Regulatory T Cell Therapy Revolutionizes Transplants

Immunity & Inflammation

Organ transplantation remains the cornerstone treatment for end-stage organ failure. While conventional broad-spectrum immunosuppression effectively controls acute rejection, it fails to address chronic rejection and carries long-term side effects including infection, malignancy, and metabolic disorders. Achieving donor-specific immune tolerance while minimizing global immunosuppression has become the central goal of transplant immunology.

Regulatory T cells are recognized as master arbiters of immune homeostasis within the complex transplant immune network. Rather than acting through a single pathway, Tregs employ a coordinated set of precision mechanisms to build a robust defense against graft rejection.

Published in Volume 2, article number 23 of the journal Immunity & Inflammation on April 30, 2026, Professor Xiao-Kang Li's team first summarizes the universal mechanisms by which Tregs function in solid organ transplantation. Through the secretion of inhibitory cytokines (such as IL-10 and TGF-β), induction of effector T cell apoptosis, and modulation of dendritic cell function, Tregs establish durable immune tolerance both locally and systemically. This multi-dimensional regulatory toolbox provides the fundamental biological basis for addressing common challenges of rejection across different organs including the liver, kidney, and heart. Understanding these universal principles represent the first step toward precise immune modulation.

How can Tregs be made more controllable, more targeted, and more readily available for large-scale clinical application? The review then systematically traces the technological evolution of Treg therapy from bench to bedside, revealing a paradigm shift from conventional approaches to cutting-edge genetic engineering.

The initial phase involved polyclonal Tregs. Early research focused on expanding autologous Tregs ex vivo. While safety was established, this approach faced limitations including insufficient specificity and challenges in expansion efficiency. The next phase brought CAR-Tregs (chimeric antigen receptor-engineered Tregs). The introduction of CAR technology equipped Tregs with a "navigation system," enabling them to precisely recognize graft antigens and exert potent local immunosuppressive effects.

The most recent revolutionary breakthrough involves "off-the-shelf" universal products. The field is now at a critical stage where gene-editing technologies such as CRISPR-Cas9 are being used to create hypoimmunogenic Tregs. By knocking out human leukocyte antigen molecules, these engineered Tregs can evade the recipient's immune system, enabling standardized, scalable "off-the-shelf" availability. This stepwise technological evolution is driving transplant medicine away from a highly personalized and complex surgical procedure toward standardized, accessible cell drug therapy.

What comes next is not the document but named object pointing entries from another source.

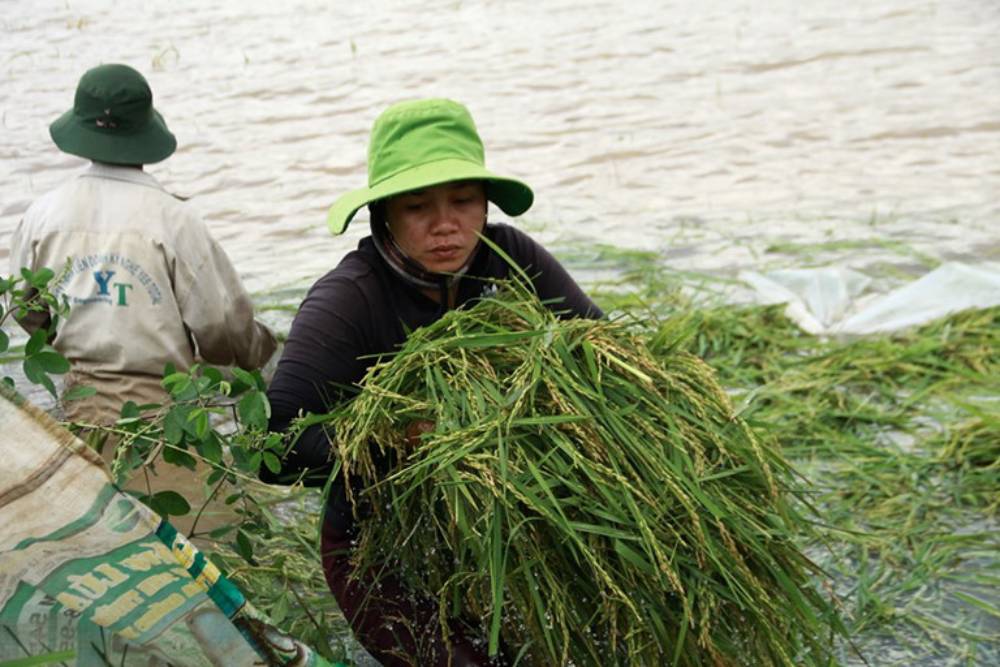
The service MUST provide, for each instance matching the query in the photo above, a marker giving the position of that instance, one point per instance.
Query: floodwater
(710, 131)
(721, 134)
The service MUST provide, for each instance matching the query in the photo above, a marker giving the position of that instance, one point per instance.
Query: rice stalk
(580, 497)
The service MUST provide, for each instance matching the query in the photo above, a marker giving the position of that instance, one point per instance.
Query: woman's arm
(319, 365)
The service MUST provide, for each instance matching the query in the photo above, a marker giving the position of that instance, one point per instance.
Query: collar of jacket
(119, 173)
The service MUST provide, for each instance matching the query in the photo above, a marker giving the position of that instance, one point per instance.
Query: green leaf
(210, 448)
(169, 503)
(179, 457)
(272, 463)
(254, 410)
(243, 547)
(77, 392)
(279, 612)
(173, 425)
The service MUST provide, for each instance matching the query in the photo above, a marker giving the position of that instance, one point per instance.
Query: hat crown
(416, 133)
(113, 98)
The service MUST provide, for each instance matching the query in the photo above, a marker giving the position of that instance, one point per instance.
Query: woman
(427, 195)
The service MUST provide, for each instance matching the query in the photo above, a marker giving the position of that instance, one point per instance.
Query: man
(146, 283)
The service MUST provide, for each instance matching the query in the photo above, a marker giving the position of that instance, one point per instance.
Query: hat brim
(150, 143)
(512, 196)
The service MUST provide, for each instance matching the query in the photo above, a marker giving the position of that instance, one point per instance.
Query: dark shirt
(362, 309)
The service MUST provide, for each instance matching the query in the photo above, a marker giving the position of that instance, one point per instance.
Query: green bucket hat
(113, 119)
(422, 143)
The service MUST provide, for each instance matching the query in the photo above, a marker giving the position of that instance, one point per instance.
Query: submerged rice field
(896, 440)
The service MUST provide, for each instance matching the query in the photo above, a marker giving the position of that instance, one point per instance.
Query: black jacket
(362, 309)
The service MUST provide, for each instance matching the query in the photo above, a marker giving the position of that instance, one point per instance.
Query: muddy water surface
(705, 130)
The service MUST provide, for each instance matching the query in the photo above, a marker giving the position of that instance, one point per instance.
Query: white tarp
(834, 300)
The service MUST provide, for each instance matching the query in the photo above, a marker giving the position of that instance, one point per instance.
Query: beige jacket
(146, 283)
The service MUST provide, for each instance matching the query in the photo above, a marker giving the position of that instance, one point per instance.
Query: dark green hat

"Future breakthroughs in transplant immunology depend on integrating universal technology platforms (such as universal CAR-Tregs) with a deep understanding of organ-specific immune microenvironments," the authors point out. By combining the targeting capability of CARs, the convenience of off-the-shelf products, and the power of synergistic immune regulation, Treg therapy will become a precisely tailored translational medicine strategy designed to provide durable, stable immune tolerance for patients across the full spectrum of solid organ transplantation, opening a new era of "immunosuppression-free" transplantation.

This comprehensive review maps the complete paradigm shift from passive immunosuppression to active tolerance induction. By integrating basic mechanisms, organ-specific microenvironment differences, technological iterations, and clinical translation, it provides both theoretical support and practical pathways for improving long-term outcomes in solid organ transplantation. "As gene editing, cell engineering, and precision immune regulation technologies become increasingly integrated, Treg cell therapy is poised to become a landmark breakthrough in transplant medicine, ultimately realizing the ideal state of low or zero immunosuppressant dependency," the authors look ahead.